• Yes, quite something when you come across it in the woods. It is about 100 feet tall and though it looks fragile the tree manages to hang in there. I made a path into it this Summer so we can sit under it and watch it grow.

  1. Cedars are so amazing. You have me wondering if you’ve come across “Finding the mother tree : discovering the wisdom of the forest” by Suzanne Simard? I suspect that you might enjoy it if you haven’t already read it.

    • We’ll have to pick up the book as it has been mentioned to us twice over the last couple of weeks. Thanks for the reminder. I’m pretty determined to work almost entirely with cedar now as it is such a durable and versatile wood. Unfortunately (but perhaps fortunately) we have had quite a bit of cedar die off in the last 3 or 4 years. I (and others) attribute it to climate change as we are seeing more drought and heat conditions during the Summer. It is very hard on the more shallow rooted trees.
      On the plus side – more lumber for me without having to cut down live trees.

      • My honey likes working with Port Orford Cedar (which I understand isn’t actually a cedar???) But they are under threat, actually have been for some time. My favorite hardwood around here is the Myrtle tree…. with the most beautiful grain and varied colors (depending on the soil it has grown in). Occasionally ranging to a shade of blue.
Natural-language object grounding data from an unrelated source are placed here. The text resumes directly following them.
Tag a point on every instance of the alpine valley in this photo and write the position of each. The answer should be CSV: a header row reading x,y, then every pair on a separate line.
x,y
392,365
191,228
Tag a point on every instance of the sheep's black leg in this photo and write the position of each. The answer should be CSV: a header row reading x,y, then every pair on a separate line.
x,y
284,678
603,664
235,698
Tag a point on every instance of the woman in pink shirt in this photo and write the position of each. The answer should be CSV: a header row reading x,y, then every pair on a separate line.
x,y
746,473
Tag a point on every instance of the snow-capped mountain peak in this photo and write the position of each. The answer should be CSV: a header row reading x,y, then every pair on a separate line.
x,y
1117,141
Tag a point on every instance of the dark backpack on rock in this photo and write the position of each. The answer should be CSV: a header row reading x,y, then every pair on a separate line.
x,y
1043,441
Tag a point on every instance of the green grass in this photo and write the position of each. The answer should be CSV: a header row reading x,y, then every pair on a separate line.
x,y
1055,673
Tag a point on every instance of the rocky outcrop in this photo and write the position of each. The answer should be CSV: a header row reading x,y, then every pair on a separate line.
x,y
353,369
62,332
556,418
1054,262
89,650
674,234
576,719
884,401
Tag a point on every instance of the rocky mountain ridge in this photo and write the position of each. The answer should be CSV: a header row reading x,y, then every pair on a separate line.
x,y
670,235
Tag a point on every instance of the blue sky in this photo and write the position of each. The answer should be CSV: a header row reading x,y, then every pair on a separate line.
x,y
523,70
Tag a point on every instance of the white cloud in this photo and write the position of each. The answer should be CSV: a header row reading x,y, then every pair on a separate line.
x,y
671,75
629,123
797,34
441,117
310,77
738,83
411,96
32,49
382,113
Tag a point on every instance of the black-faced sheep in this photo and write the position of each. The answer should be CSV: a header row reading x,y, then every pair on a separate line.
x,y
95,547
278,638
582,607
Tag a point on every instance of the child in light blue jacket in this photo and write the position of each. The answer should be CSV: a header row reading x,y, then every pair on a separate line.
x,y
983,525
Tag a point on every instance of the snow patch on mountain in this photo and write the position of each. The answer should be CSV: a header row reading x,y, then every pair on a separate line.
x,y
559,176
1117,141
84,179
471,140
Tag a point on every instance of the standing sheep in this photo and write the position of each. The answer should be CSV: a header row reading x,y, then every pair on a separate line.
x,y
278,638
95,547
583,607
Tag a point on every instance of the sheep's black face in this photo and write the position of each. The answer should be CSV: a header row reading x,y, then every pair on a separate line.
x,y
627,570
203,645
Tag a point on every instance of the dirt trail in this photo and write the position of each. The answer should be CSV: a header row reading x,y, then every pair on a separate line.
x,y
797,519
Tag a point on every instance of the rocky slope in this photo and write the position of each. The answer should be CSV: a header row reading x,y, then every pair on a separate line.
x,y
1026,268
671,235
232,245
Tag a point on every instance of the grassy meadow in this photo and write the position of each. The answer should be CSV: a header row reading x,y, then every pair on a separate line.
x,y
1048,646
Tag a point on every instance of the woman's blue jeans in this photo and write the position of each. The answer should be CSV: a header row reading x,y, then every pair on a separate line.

Lovely stuff!

      • Interesting about the Port Orford cedar. I see another name for it is white cedar. From the outside it looks much the same as our red cedar. Myrtle seems to be localized to your area and California – none up here. I have a vague memory of smelling very fragrant Myrtle wood smoke when travelling through Oregon. We always travelled through there in winter so people were probably heating their houses with it. I also remember lots of woodwork in the stores made of myrtle and it was very attractive.

      • We just returned from a hike up the creek and noticed that a HUGE myrtle tree has fallen across the creek. It’ll be interesting to watch to see the habitat that forms around the obstruction. Of course, Eric is already planning to go down there to explore… 🙄

  2. That’s an amazing tree! Isn’t it funny how they make those elbow turns so often? There are some nice ones here on Fidalgo Is. but they’re getting a bit stressed with the higher temps and drier summers. This past summer, many more burnt orange leaflets appeared among the green. I’m trying to get used to it. I hope yours are doing better.

    • We have a few cedar with ‘elbows’. I guess everyone wants to be the leader. Our big 800-1000 year old Douglas fir has had a tough time in the past couple of years and has lost about 30 feet off its top due to high winds. I have been watching a lower branch (the size of one of our good sized trees) slowly turning upwards. In a few more years it will be the new top. Fascinating (though admittedly slow) to watch. Unfortunately we’re seeing more stressed cedars every year.